Case Presentation: A 31-year-old man with a history of alcohol use disorder (AUD) and recent pancreatitis presented with epigastric pain, nausea, vomiting and migratory joint pain. His initial pancreatitis episode was about 12 weeks prior, with CT and MRCP demonstrating necrotizing pancreatitis. He improved with supportive care but returned 30 days later with acute elbow swelling and pain. Surgical washout and synovial fluid analysis demonstrated < 3000 WBC/hpf and no crystals. ESR/CRP were elevated but blood and joint cultures had no growth. ANA, rheumatoid factor, anti-CCP, were negative. He was discharged with antibiotics, prednisone, and plan for outpatient orthopedic and rheumatology follow up. He returned 40 days later with epigastric pain, vomiting, continued joint pain and swelling, and skin lesions on his right foot. Exam demonstrated swelling, redness and tenderness of bilateral MCP joints and L wrist (Fig. 1) and erythematous skin lesions R foot (Fig 2). Lipase was >15,000 U/L and a CT scan demonstrated pancreatic pseudocyst. A skin biopsy was obtained from a lesion on his right foot. He improved with cyst gastrostomy and supportive care and was discharged home awaiting rheumatology follow up. His skin biopsy was subsequently read as “subcutaneous panniculitis with neutrophils, basophilic debris/saponification and ghost cells” yielding a diagnosis of pancreatitis, panniculitis, and polyarthritis (PPP) syndrome.

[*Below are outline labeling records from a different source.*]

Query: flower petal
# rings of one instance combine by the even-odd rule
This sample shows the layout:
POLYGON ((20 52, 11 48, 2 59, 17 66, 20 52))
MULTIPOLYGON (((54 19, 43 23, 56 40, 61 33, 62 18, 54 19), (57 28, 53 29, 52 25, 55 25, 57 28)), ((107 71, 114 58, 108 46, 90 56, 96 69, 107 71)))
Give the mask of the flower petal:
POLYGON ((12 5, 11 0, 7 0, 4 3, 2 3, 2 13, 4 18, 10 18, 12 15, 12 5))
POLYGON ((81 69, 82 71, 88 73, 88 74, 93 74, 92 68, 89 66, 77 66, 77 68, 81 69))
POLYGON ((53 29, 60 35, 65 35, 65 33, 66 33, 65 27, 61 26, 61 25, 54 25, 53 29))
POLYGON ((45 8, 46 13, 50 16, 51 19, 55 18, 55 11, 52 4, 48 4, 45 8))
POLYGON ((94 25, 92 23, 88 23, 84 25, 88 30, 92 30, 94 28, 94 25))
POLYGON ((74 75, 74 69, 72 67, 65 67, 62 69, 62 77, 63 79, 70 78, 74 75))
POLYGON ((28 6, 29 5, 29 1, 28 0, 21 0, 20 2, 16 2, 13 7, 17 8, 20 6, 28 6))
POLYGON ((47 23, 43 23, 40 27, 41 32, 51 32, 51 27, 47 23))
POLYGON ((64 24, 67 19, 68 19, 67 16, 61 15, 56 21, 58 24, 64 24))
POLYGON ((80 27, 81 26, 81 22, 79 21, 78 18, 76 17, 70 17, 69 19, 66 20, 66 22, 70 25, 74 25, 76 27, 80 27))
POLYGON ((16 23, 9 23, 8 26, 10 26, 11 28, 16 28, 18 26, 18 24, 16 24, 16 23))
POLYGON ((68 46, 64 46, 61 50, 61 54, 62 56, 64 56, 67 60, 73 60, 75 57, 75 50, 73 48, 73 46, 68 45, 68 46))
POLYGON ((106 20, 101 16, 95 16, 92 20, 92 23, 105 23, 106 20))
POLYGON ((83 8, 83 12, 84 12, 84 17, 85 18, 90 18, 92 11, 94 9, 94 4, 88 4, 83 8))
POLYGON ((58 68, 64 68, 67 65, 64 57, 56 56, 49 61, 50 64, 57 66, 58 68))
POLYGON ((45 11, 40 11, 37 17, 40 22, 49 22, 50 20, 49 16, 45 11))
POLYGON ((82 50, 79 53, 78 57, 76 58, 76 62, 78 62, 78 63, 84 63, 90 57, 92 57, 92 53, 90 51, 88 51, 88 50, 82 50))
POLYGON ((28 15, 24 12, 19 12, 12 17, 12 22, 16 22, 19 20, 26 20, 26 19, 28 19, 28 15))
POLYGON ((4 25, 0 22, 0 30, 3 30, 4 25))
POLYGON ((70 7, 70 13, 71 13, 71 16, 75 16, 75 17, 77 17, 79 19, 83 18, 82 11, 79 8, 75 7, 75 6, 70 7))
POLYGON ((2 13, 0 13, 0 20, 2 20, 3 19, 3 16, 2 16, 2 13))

Discussion: Pancreatitis is among the most common gastrointestinal reasons for hospital care in the USA.1 Hospitalists should be familiar with extra-pancreatic manifestations of pancreatitis, including fatigue, chills and arthralgias,2 and dermatologic findings in 2-3% of patients, such as livido reticularis, acanthosis nigricans, and panniculitis.3 Panniculitis is caused by subcutaneous fat necrosis, resulting in erythematous nodules. Panniculitis has a male predominance and is associated with AUDs. Very rarely, patients may also have intraosseous fat necrosis, resulting in an inflammatory polyarthritis, and thus PPP syndrome, as in our case. The etiology of PPP syndrome remains unclear, but is believed to be related to serum lipase extravasating into the peripheral tissues, causing lipolysis and inflammation.4 Diagnosis is established through clinical features and confirmed with skin biopsy, which typically reveals liquefactive fat necrosis. Prompt recognition is imperative as mortality of PPP is estimated at 24%.5 Treatment is supportive, and includes treatment of underlying pancreatitis, and occasionally use of NSAIDs or systemic corticosteroids.6 PPP treatment may require specialties across multiple disciplines, including gastroenterology, rheumatology, and dermatology.
Conclusions: PPP is a rare syndrome that poses risk of significant morbidity and mortality and may utilize extensive health resources. It is essential that PPP is recognized early, as prompt treatment of the underlying insult may lead to significant improvements in disease sequelae.